Japan: Tokyo core inflation continued to climb in May for the third month. Headline consumer inflation for Tokyo remained stable, though elevated, in May at 3.4% y/y, while core inflation (excl. fresh food) rose to its highest level since January 2023 at 3.6% (up from 3.4% in the previous month). This increase came mainly due to higher non-fresh food prices (6.9% y/y versus 6.4% in April), particularly rice, which has soared 93% over the past year. The persistent inflation has bolstered the case for the Bank of Japan (BoJ) to raise rates and accelerate the timeline for monetary tightening, with the market already anticipating a rate hike in October. However, the upper house elections next July and the uncertainties related to trade talks with the US may still drive some caution. Meanwhile, retail sales in April accelerated for the third straight month to 3.3% y/y, up from March’s reading of 3.1% y/y, as higher wages supported consumption. 

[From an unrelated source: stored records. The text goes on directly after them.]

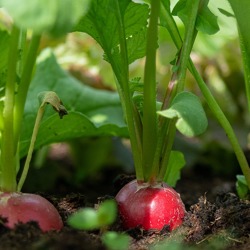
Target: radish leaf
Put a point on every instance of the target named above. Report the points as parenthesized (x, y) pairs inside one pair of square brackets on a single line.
[(56, 17), (91, 112), (191, 118)]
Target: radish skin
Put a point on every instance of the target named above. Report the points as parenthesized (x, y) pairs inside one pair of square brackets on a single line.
[(150, 207), (22, 207)]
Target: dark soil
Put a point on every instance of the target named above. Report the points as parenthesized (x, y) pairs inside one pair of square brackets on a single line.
[(216, 218)]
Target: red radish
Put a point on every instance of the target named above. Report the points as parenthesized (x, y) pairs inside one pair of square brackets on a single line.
[(23, 207), (151, 207)]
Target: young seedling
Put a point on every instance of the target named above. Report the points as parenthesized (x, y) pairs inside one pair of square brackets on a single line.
[(19, 43), (19, 207), (100, 219), (148, 201)]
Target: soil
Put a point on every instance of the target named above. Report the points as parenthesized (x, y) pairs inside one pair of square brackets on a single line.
[(216, 218)]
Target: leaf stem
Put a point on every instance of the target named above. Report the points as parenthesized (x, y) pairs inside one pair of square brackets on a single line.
[(47, 97), (132, 115), (213, 105), (8, 166), (149, 95), (39, 117), (24, 86), (178, 83)]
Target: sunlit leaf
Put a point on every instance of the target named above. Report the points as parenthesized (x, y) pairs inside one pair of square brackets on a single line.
[(91, 112), (56, 17), (187, 109), (105, 14), (206, 21), (175, 164)]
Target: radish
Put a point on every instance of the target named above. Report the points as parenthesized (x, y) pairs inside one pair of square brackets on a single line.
[(150, 207), (22, 207)]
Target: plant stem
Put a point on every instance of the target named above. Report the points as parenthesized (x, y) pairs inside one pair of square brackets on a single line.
[(132, 116), (8, 160), (39, 117), (218, 113), (24, 86), (179, 82), (213, 105), (149, 95)]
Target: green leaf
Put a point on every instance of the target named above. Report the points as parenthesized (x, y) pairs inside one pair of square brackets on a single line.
[(107, 213), (56, 17), (104, 14), (114, 241), (187, 109), (175, 164), (89, 218), (91, 112), (206, 21), (241, 187), (4, 46), (226, 13)]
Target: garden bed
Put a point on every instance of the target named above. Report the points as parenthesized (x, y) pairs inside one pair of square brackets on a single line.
[(215, 219)]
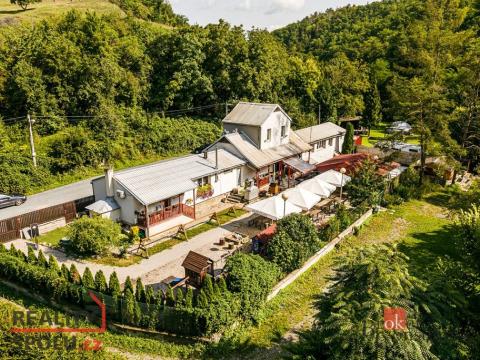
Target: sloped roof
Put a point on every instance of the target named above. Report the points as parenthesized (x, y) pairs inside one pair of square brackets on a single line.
[(252, 114), (261, 158), (320, 132), (196, 262), (164, 179)]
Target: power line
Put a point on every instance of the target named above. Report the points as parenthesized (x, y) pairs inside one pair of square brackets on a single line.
[(176, 111)]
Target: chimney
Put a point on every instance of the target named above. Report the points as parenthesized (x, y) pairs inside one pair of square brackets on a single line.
[(109, 181)]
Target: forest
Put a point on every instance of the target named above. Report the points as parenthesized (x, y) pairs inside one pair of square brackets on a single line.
[(126, 90)]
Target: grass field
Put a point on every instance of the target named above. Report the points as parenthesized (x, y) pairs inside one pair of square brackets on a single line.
[(379, 133), (10, 13), (421, 227)]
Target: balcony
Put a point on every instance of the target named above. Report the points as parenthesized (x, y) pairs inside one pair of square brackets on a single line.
[(167, 213)]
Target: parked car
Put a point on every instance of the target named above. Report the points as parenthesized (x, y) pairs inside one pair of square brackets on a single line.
[(10, 200), (399, 126)]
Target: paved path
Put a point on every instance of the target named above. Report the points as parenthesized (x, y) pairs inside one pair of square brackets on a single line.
[(48, 198), (158, 266)]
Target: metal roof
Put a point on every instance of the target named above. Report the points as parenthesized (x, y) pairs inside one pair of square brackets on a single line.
[(252, 114), (103, 206), (300, 165), (261, 158), (320, 132), (164, 179)]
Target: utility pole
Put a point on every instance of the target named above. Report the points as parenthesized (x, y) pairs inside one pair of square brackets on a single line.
[(32, 144)]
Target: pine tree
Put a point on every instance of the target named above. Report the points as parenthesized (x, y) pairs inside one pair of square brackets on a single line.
[(222, 285), (114, 285), (100, 282), (42, 260), (65, 273), (128, 285), (170, 297), (149, 295), (128, 307), (75, 277), (207, 287), (53, 264), (189, 298), (87, 279), (348, 142), (31, 257), (180, 297), (372, 114), (140, 291), (202, 299)]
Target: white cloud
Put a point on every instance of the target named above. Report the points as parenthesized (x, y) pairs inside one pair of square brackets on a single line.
[(284, 5), (244, 5)]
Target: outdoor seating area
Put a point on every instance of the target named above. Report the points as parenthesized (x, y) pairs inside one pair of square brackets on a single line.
[(314, 196)]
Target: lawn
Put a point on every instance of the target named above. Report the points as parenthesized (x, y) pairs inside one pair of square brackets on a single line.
[(52, 238), (48, 8), (420, 226), (113, 260)]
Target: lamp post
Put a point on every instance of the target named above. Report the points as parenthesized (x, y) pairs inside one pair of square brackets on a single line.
[(285, 198), (342, 171)]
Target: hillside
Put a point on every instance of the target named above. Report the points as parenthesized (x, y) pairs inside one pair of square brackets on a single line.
[(150, 10), (11, 13)]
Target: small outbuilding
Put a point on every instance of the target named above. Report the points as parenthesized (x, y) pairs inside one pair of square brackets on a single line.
[(197, 266)]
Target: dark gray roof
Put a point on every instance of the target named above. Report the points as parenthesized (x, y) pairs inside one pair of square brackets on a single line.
[(162, 180), (320, 132), (252, 114)]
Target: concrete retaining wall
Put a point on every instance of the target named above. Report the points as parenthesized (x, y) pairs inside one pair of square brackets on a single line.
[(323, 251)]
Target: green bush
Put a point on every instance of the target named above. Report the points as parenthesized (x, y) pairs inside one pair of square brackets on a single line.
[(93, 236), (251, 278), (295, 241)]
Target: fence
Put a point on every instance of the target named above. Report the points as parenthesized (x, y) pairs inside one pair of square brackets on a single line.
[(10, 229)]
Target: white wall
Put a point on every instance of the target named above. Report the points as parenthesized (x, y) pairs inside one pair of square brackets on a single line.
[(99, 189), (128, 205), (320, 154), (275, 122), (225, 183)]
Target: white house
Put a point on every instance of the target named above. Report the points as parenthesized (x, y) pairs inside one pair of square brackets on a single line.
[(258, 144), (153, 195), (325, 139)]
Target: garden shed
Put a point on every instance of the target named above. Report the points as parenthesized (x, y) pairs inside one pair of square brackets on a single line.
[(197, 266)]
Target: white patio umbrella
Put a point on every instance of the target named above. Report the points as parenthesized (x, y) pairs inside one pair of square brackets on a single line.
[(302, 198), (319, 187), (334, 177), (274, 208)]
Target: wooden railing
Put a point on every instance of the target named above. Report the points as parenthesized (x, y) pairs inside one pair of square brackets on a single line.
[(262, 182), (167, 213)]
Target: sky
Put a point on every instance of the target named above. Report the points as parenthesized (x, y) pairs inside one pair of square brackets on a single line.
[(269, 14)]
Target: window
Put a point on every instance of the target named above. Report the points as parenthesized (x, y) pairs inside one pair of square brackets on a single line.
[(202, 181)]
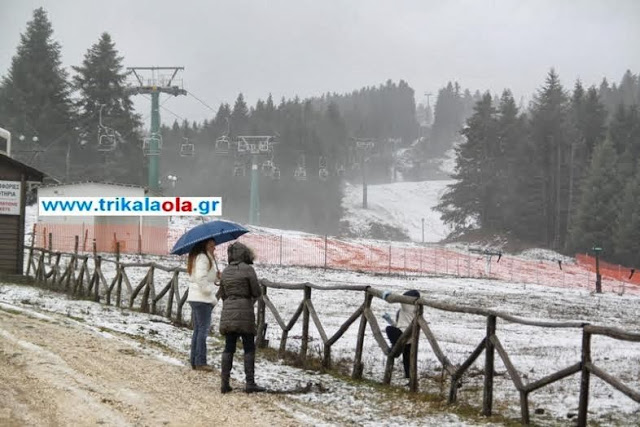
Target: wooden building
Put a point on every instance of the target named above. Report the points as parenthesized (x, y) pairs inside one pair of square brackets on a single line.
[(14, 177)]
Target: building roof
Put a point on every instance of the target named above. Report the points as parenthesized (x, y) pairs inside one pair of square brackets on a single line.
[(116, 184), (32, 173)]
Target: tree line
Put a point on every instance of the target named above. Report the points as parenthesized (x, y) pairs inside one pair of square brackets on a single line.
[(55, 118), (562, 174)]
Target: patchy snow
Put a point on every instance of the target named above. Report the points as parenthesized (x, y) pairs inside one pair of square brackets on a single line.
[(536, 352), (402, 205)]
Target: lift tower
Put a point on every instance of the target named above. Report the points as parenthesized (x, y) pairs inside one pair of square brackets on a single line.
[(153, 86)]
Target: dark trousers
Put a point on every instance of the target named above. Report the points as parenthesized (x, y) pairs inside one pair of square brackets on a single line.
[(201, 316), (394, 335), (248, 343)]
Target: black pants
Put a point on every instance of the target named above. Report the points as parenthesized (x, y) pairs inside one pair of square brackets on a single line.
[(394, 335), (248, 343)]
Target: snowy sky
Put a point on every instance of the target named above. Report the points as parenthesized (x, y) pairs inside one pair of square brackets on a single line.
[(305, 47)]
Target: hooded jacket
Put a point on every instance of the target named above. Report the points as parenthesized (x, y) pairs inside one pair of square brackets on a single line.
[(406, 313), (239, 290), (202, 281)]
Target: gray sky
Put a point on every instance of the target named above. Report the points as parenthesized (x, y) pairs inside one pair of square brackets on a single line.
[(310, 47)]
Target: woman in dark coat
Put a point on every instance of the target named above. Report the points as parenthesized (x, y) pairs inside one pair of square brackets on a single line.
[(239, 290)]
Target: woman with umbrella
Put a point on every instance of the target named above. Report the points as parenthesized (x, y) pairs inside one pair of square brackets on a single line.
[(200, 243), (203, 279)]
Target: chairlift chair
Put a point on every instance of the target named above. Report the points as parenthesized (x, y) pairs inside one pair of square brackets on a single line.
[(238, 169), (267, 167), (300, 173), (222, 145), (107, 143), (187, 149), (276, 173), (243, 146), (146, 146), (263, 146)]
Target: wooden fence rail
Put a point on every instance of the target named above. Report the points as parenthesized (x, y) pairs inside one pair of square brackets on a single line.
[(77, 279)]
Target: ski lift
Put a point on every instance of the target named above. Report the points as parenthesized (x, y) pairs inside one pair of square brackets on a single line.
[(267, 167), (243, 146), (148, 148), (323, 173), (107, 143), (222, 145), (187, 149), (239, 169), (300, 173), (263, 145)]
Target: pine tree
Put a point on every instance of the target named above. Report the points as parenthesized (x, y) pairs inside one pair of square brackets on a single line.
[(239, 116), (473, 197), (597, 214), (627, 235), (549, 133), (101, 84), (34, 96)]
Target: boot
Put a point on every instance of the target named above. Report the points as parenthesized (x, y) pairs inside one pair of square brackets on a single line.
[(249, 371), (225, 372)]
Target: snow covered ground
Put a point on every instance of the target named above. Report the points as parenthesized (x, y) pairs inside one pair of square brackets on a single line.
[(402, 204), (536, 352)]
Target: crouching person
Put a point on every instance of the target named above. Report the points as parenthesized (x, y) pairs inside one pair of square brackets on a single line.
[(239, 290)]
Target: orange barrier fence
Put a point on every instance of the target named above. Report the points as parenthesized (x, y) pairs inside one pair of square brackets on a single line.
[(609, 271), (299, 249)]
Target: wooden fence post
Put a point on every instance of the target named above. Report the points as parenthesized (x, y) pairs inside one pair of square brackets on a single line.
[(487, 401), (50, 245), (305, 325), (413, 355), (583, 406), (325, 251), (357, 362)]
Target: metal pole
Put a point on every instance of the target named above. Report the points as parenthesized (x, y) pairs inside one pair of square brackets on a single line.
[(254, 205), (154, 141), (364, 183)]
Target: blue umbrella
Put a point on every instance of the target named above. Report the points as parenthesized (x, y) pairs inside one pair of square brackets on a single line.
[(220, 231)]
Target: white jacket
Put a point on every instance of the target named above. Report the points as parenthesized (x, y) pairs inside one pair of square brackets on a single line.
[(202, 281), (404, 318)]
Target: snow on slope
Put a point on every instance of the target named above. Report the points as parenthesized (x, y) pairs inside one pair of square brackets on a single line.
[(402, 205)]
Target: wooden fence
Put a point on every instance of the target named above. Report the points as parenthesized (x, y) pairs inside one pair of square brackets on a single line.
[(143, 296)]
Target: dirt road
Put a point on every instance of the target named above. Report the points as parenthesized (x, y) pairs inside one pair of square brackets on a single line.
[(56, 372)]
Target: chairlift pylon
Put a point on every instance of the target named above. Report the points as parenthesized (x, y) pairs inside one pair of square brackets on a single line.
[(187, 149), (222, 145)]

Saudi Arabia: Credit growth accelerates to near-4-year high in April, LD ratio widens to series-high. Credit growth accelerated to 16.5% y/y in April from 16.3% y/y the previous month, the fastest pace since June 2021. In the first four months of the year, credit grew by 5.8% compared to 3.9% in the same period of 2024. Credit to the private sector continued to dominate total lending (93% of total), growing by a robust 15.1% y/y (5.7% ytd), helped in part by strong personal loan growth (including mortgages) of 10.4% y/y. Meanwhile, deposit growth continued to lag behind, increasing by 9.5% y/y (4.3% ytd). This has pushed the loan-to-deposit ratio to a series-high (since 2010) of 111%. This is an extension of a multi-year trend of credit growth outpacing deposit growth amid a surge in investment-driven credit demand. We also note the accelerated growth in public sector deposits held at commercial banks in the first four months of this year versus last year (8.1% versus 3.3%), reflecting active government measures to improve liquidity in the KSA banking system. This coincides with the continued drop in net foreign assets as banks resort to more external debt amid tighter domestic liquidity.